What is grounding
LLMs generate answers based on input texts. They are general purpose, and will be able to answer most “normal” questions. It does not magically know specific information, and more importantly has no sense of “not knowing”.
To solve this we give it information, and tell it only to use that information to answer any given question. This is grounding, and it is one of the most important concepts when trying to make “domain specific LLMs”.
How is it normally solved
To ground an LLM we take the information we want it to be grounded to, and add it as part of the context. E.g. if a support agent bot gets asked about something, the text we send to the LLM to generate an answer would look like this:
<Document with specific knowledge>
Using the information given to you above, answer the question below.
<Question from the user>
What if the knowledge base is too large?
If we have too many documents, or too much text, it is not possible to send the whole knowledge base together with the question.

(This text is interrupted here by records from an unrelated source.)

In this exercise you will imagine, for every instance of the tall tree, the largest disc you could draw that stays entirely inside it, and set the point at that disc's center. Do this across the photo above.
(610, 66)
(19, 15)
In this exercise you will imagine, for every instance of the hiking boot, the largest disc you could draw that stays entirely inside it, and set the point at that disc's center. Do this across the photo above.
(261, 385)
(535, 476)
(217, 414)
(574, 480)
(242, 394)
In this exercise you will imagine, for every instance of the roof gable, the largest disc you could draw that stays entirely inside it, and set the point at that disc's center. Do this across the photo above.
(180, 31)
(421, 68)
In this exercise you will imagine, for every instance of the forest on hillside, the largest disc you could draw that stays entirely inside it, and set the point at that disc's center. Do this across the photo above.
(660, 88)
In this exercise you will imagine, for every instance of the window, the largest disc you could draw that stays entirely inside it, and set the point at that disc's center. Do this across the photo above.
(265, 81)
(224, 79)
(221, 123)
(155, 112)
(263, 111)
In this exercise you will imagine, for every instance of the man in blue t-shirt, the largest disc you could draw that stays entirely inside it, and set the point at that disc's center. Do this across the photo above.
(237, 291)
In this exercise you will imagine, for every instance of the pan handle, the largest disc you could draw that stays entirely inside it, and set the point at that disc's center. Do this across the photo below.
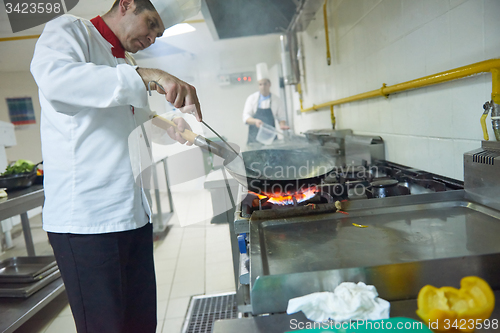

In these cases we need to decide what part of the knowledge base to send. This is Retrieval Augmented Generation, known as RAG.
RAG
In RAG we take our documents and divide them into smaller chunks. Whenever a question comes in we do a search to find the most relevant chunks, and send those together with the question to the LLM.
If chunk no. 6, 19, and 120 is most relevant, this is what is sent to the LLM:
<Chunk no. 6>
<Chunk no. 19>
<Chunk no. 120>
Using the information given to you above, answer the question below.
<Question from the user>
The Problem
Chunking a document as described above loses its structure, and there is no way for the RAG system to know where in the document it is. This means analysing a document across itself, or comparing two documents, is not possible. It also decreases accuracy; the more chunks you have, the less likely it is to fetch the correct chunks.
The Solution
To solve this we propose two part grounding system:
Semantic Chunking
First comes chunking, but importantly semantic chunking, making sure the semantic elements of the document are kept. If there is a paragraph we make sure its chunk contains the full paragraph, if there is a text example relating to another description, we ensure it is all kept in one chunk, and so on. This ensures we don’t separate the important parts of a document.
Document Graph
The second part of our grounding system is the ability to build a document graph. When parsing a document, we store all metadata relating to a given chunk, and its relation to all other chunks. Doing this we build an abstraction layer on top of the chunks themselves, a 3D table of contents. This means that whenever we get a chunk returned in our search we can also examine its relevance within the document as a whole, and then decide whether we want to fetch more information than just this chunk specifically. In essence we engineer a system enabling an agent to easily traverse the totality of a document.
The product
Grouse is “Grounding as a Service”, giving any user access to a state of the art grounding service that can handle any size of knowledge base. To use Grouse you first upload your documents, Grouse will then generate a knowledge base as described above. When that is done you can query Grouse with any question, and it will return the relevant parts of your knowledge base.
It is integrated as a first party service available when using European cloud vendors, and is one of the few EU native options for creating high performing domain specific AIs.